I’d like to mess around with a voxel engine, and see what sort of cool stuff I could do with it. Originally, I was going to use Ken Silverman’s Voxlap engine (http://www.youtube.com/watch?v=XaUt31ooCXs), but found it nearly impossible to even begin to compile the code, much less understand it. A friend suggested I look at jMonkey. I’ve been browsing around the documentation and forums, and it seems that jMonkey supports voxels in some way. However, the only examples I’ve seen have been of the larger Minecraft-esque blocks. I’d like to do stuff on a smaller, per-pixel scale (like in the above video). So I’m wondering if it’s worth learning jMonkey, or if this isn’t the kind of engine I’m looking for. Also, I was wondering if the engine features any resources for things having to do with NPC AI (such as motion planning, line of sight detection, etc), or if that all needs to be hard coded.



Thanks

Nice combination of lag and looking very bad.

Thank you for your useful and well-thought-out reply.

Well, given how laggy that video is, it’s probably just doing the same thing as a minecraft engine just scaling down the blocks and using solid colors.



Either way, this requires generating a custom mesh from an array of voxel data. I don’t know of any engine that does this for you (and there is no one size fits all solution anyway so I wouldn’t trust it if it did). Once you’ve wrapped your head around making the custom mesh, JME doesn’t stand in your way… in fact in many ways, it stays out of the way and let’s you get down to business.

I’ve messed around with the demo shown in the video, and it actually runs at a very consistent 60 FPS even on my crappy rig. In fact, the guy who uploaded the video even makes mention of this in the description.
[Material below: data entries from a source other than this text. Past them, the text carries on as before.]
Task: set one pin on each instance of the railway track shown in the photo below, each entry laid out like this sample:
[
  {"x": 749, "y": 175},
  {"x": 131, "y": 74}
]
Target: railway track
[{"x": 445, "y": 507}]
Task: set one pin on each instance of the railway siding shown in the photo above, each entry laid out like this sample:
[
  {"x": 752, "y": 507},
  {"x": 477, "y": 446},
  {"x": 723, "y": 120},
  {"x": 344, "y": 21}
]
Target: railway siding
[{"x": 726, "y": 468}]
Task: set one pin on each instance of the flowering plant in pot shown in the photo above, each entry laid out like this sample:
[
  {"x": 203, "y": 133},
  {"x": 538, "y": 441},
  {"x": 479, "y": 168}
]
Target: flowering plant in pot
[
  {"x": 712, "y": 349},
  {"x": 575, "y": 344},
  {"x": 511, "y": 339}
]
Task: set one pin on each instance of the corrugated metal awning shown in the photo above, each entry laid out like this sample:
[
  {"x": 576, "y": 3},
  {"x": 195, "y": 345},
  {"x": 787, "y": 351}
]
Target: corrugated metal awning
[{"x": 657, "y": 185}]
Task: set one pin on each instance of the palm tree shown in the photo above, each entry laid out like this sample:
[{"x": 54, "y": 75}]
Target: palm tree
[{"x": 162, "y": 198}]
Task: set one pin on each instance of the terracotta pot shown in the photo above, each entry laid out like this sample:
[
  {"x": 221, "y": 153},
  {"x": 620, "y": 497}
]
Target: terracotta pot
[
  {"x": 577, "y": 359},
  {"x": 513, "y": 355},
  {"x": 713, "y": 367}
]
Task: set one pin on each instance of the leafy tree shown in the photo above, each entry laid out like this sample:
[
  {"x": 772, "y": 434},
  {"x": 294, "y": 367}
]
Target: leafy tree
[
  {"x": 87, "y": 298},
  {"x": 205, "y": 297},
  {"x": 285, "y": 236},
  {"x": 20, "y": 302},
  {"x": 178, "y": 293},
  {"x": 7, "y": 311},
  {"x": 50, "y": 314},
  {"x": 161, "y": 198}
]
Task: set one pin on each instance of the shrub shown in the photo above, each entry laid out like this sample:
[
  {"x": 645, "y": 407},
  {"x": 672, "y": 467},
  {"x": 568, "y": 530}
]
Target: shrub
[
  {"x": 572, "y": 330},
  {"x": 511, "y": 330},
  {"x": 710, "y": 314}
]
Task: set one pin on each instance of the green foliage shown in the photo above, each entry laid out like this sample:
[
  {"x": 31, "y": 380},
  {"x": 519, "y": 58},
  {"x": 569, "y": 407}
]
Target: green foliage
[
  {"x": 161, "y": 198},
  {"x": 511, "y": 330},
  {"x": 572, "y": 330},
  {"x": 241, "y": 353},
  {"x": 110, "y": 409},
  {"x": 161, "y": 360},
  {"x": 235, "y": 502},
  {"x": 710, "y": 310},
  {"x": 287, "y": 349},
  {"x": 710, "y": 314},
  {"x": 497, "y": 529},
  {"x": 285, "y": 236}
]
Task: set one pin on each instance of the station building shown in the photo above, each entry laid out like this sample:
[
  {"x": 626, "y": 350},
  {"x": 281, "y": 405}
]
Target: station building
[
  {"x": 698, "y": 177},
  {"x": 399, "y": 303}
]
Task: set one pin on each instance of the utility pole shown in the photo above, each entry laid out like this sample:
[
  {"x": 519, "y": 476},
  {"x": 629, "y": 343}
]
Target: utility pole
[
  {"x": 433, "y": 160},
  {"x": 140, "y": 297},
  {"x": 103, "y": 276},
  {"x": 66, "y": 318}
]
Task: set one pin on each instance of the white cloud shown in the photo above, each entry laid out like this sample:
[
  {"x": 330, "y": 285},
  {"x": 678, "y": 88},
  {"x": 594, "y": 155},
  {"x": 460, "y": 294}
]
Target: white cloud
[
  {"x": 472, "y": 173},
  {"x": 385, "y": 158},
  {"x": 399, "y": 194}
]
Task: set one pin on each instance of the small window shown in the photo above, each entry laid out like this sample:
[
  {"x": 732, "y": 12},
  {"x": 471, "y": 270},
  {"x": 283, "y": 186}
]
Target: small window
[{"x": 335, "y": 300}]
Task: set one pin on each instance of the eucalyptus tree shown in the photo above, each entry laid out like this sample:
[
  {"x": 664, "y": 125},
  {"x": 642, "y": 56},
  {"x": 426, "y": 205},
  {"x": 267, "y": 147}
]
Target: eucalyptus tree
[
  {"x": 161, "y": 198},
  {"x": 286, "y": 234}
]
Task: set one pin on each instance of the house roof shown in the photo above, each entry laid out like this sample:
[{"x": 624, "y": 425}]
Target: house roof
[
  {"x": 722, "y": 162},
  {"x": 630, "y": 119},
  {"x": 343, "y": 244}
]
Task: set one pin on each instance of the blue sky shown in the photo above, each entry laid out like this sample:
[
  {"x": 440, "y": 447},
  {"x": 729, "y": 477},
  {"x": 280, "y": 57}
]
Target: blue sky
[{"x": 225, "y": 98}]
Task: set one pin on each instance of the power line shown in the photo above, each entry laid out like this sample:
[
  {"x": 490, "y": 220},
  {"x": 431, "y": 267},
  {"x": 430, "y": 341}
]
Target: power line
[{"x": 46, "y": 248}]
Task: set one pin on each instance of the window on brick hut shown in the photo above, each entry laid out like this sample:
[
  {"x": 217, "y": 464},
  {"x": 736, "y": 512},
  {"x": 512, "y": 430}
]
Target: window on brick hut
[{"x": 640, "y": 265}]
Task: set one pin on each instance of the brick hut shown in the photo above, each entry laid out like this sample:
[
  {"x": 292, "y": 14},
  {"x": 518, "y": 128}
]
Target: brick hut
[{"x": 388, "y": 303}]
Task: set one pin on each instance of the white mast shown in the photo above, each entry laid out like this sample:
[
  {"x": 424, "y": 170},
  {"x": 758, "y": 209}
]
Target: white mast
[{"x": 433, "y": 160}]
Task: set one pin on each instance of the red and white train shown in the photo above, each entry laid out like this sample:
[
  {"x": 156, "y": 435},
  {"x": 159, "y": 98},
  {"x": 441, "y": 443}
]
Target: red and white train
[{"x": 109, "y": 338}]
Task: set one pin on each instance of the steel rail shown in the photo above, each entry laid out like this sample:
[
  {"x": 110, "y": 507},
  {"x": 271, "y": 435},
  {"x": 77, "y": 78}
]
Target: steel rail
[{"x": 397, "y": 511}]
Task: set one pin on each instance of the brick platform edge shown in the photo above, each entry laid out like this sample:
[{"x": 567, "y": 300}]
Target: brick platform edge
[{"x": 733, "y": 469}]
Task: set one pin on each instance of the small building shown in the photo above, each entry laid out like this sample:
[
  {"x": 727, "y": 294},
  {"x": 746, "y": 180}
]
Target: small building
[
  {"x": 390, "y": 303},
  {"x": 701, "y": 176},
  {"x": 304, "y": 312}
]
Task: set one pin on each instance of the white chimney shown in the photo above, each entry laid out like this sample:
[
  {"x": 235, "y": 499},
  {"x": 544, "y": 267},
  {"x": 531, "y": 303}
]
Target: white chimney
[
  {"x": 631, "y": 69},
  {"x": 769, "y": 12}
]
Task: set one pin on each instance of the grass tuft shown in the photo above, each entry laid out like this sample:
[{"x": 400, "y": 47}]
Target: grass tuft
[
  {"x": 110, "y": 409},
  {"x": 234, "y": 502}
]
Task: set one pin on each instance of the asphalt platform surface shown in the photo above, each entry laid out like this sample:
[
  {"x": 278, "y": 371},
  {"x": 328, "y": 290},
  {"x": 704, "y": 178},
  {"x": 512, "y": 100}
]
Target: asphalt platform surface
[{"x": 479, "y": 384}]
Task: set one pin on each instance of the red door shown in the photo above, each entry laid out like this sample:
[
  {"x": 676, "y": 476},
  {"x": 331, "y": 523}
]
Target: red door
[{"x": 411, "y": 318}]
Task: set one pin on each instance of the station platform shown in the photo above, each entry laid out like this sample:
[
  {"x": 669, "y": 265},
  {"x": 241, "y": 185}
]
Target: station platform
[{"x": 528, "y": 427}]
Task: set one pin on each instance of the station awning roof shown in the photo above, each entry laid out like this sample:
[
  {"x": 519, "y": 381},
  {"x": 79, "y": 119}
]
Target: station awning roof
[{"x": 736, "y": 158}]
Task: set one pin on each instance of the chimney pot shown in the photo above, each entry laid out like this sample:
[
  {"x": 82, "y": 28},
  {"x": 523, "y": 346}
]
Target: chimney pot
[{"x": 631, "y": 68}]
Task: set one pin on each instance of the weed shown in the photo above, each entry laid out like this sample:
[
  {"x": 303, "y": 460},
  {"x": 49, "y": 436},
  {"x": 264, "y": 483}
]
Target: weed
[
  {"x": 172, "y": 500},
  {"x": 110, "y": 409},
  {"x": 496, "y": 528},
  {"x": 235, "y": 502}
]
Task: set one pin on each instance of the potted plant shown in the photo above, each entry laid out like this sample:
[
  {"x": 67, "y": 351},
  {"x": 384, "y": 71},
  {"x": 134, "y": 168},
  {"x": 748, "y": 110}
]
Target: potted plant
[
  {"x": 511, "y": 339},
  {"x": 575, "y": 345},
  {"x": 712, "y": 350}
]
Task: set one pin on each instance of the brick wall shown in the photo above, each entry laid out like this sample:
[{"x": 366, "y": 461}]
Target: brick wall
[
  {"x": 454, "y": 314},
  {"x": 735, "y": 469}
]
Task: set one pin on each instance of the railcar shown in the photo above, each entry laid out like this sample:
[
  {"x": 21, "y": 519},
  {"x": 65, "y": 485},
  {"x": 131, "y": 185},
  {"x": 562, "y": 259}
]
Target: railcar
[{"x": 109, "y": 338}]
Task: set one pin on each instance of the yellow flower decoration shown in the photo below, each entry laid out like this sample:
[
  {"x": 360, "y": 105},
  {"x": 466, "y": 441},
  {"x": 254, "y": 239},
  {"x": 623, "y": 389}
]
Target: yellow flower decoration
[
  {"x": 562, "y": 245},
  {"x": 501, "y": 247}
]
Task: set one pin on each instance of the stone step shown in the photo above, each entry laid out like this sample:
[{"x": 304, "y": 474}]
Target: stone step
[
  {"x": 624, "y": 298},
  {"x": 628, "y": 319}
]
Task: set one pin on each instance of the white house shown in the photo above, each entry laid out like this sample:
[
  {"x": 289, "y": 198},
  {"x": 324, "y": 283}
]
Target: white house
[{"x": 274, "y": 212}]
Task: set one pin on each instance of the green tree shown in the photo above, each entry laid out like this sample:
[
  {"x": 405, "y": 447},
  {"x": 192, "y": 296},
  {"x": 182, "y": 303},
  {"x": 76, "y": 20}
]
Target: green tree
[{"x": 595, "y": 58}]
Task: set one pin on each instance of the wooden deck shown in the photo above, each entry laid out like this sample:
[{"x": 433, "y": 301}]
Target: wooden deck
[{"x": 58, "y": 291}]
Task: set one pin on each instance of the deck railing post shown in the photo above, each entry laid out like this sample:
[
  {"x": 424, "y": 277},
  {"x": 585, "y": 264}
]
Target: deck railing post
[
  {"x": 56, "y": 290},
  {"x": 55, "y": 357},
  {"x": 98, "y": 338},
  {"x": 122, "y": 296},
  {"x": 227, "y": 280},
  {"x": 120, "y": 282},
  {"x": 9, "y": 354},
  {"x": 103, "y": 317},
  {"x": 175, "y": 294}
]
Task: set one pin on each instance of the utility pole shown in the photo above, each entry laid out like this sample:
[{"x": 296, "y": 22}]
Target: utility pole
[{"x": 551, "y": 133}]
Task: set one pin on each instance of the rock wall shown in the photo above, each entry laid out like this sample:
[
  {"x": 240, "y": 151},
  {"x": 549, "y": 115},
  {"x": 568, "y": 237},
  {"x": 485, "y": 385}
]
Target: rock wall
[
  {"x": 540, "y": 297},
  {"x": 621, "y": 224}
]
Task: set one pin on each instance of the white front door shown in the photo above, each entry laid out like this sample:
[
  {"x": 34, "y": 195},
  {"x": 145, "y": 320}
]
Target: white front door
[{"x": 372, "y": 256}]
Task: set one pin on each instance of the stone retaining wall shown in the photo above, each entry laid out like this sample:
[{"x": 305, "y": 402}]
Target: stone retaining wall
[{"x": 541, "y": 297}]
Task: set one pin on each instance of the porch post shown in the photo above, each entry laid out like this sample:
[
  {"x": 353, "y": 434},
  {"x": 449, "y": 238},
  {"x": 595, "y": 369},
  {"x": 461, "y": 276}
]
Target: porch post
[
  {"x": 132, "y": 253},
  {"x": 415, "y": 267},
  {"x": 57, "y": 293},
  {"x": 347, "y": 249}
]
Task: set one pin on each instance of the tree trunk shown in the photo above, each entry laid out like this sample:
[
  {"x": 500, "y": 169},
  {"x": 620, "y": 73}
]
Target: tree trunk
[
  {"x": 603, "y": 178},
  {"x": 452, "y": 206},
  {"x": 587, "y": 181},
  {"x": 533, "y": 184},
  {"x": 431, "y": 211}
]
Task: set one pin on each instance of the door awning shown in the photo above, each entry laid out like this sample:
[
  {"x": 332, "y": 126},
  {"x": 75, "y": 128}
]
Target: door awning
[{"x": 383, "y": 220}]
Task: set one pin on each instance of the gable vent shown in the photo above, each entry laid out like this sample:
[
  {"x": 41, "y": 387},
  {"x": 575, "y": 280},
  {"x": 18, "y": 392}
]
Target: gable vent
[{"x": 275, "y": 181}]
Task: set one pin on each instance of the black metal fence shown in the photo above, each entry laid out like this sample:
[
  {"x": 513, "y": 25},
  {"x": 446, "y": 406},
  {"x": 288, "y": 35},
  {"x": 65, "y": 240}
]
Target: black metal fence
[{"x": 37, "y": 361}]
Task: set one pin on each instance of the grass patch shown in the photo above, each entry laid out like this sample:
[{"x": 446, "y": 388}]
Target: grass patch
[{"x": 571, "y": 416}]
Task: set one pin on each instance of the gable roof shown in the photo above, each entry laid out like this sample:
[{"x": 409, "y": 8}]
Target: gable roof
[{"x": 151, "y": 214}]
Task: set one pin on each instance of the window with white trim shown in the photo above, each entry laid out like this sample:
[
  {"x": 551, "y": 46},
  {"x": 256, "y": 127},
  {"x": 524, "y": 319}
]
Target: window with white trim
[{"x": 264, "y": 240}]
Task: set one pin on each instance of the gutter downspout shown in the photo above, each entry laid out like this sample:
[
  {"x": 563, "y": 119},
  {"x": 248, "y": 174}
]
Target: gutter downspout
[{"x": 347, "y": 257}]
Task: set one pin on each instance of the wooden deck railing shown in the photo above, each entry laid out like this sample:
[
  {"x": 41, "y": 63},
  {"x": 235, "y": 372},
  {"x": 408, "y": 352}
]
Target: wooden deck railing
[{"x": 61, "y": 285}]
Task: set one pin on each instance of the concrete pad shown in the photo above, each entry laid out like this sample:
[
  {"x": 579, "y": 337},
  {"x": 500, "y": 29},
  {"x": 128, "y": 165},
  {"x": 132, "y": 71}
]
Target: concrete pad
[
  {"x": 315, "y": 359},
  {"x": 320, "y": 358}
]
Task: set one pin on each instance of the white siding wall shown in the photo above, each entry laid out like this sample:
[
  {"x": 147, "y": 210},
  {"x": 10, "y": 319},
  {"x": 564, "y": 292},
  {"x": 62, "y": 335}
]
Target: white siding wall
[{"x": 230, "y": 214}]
Sounds like I’ll be able to work with JME, though. And I just found out that someone did a voxel framework addon for the engine (http://code.google.com/p/jme3-voxel/), which might help as well. I primarily want to use voxels to make use of the full destruction they offer. I want to do an FPS where you can put actual bullet holes in the walls, etc. It wouldn’t be a large exterior world.



I’ll just start playing around with jME and see what it offers. After I’ve seen some of the features, I might want to use it regardless. Filling a room with physics objects would be just as satisfying as having a room that you can punch holes in.

Yeah, at any rate the amount of voxels drawn in that video didn’t seem prohibitive. At largest clip, Mythruna renders an area of 400x400x160 voxels or so. Even if those were a tenth of a meter voxels you’d still have a pretty sizable indoor area.